When not inventing drugs, he invents plot twists

“Time in Between,” a short story by Northeastern University scientist Vladimir Torchilin, chronicles the life of a wealthy businessman who abandons his cushy job to live inside international airports all over the world.

The plot, says Torchilin, shares a number of similarities with that of a later Hollywood film that became a $219 million hit.

Some eight years after Torchilin’s tale was published in his second short story collection, Steven Spielberg directed “The Terminal,” a drama-comedy starring Tom Hanks as an Eastern European immigrant who’s stranded at John F. Kennedy International Airport in New York.

Torchilin, Distinguished Professor of Pharmaceutical Sciences, and his wife got a kick out of the uncanny similarities between the existential short story and the feel-good film.

“The two are slightly different, but my wife is sure that if one of the film’s crewmembers spoke Russian, he could have read my story,” says Torchilin, who estimates that he’s written more than 100 short stories and novellas in Russian over the last 40 years.

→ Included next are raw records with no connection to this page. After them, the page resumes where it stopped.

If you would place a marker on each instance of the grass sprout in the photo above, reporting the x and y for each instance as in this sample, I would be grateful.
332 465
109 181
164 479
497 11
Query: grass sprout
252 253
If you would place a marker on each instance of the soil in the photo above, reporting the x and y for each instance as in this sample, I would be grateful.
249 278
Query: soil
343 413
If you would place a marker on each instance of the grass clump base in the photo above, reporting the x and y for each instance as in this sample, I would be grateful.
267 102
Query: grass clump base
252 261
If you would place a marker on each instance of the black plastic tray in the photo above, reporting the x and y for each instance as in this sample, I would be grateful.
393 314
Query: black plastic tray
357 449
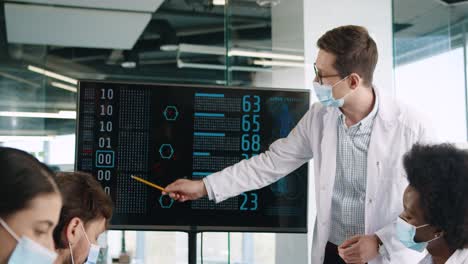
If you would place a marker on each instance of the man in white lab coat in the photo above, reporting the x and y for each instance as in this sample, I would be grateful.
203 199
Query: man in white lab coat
356 138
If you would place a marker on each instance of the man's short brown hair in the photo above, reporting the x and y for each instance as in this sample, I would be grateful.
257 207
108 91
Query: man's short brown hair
83 197
355 51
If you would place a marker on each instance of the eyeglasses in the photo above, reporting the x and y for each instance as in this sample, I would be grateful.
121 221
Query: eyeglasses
320 77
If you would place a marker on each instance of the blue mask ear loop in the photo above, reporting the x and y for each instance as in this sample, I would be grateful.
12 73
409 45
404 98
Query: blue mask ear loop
9 230
71 253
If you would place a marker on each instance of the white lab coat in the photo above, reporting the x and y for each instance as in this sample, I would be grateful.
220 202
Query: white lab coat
458 257
396 128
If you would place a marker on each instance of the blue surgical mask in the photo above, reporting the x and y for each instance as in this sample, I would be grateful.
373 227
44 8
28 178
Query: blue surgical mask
406 233
325 95
28 251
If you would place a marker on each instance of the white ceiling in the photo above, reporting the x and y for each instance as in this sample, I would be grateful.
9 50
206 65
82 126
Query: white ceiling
426 15
129 5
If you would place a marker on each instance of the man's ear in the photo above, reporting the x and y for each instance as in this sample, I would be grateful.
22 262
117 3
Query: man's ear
73 231
354 80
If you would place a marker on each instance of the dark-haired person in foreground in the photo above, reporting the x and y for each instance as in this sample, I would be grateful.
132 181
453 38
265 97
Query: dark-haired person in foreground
85 215
30 205
435 215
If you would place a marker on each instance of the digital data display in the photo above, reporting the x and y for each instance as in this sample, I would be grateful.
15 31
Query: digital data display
162 132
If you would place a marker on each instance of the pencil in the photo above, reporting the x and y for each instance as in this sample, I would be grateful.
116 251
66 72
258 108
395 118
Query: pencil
148 183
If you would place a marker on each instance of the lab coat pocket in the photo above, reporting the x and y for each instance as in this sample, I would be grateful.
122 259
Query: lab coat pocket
392 183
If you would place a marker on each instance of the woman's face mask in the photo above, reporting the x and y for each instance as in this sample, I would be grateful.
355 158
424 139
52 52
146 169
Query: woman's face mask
27 250
406 233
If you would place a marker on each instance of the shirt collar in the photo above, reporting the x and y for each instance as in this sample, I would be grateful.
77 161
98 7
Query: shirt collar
368 120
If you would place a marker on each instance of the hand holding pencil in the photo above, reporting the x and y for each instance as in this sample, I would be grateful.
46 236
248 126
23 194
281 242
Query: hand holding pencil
181 190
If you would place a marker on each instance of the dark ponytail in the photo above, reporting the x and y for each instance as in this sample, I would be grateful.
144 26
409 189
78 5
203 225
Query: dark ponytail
22 178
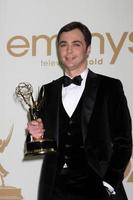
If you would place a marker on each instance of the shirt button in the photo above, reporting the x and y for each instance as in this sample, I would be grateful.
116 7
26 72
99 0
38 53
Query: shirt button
67 145
68 133
66 157
70 122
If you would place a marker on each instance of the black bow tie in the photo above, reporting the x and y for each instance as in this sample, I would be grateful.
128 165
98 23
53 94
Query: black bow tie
76 80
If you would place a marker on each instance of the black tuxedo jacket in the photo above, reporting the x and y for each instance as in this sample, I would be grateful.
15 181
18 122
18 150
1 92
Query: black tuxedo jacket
106 128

Thousands of readers have stumbled upon his tales, in which plots and characters are shaped by his careful observation of people and places and ideas.

“When you analyze your influences, it might all come back to a certain conversation or a certain book or even something you watched out of the train window,” says Torchilin, who’s fascinated by historical tomes such as Winston Churchill’s six-volume account of World War II.

The majority of his stories focus on the importance of personal identity.

His first short story, a philosophical tale of an animal lover-turned hunter, was published by the Russian literary journal Avrora roughly 30 years ago; a short story about anti-Semitism in Russia won a literary award in an international competition some 20 years ago; and a novella published in the mid-1990s by the international literary journal Continent explored the complex nature of communicating across cultures.

“The more critical you are toward life, philosophical theories or leadership, the better,” says Torchilin, who counts Ivan Bunin, William Faulkner and Haruki Murakami among his favorite authors.

“It’s easy to be deceived, so you have to preserve your self.”

Torchilin, who does most of his writing at his home on Cape Cod, will go for weeks without typing a single sentence. And then he’ll pump out page after page of prose.

“I feel overloaded with an impression . . . and start to write,” he says.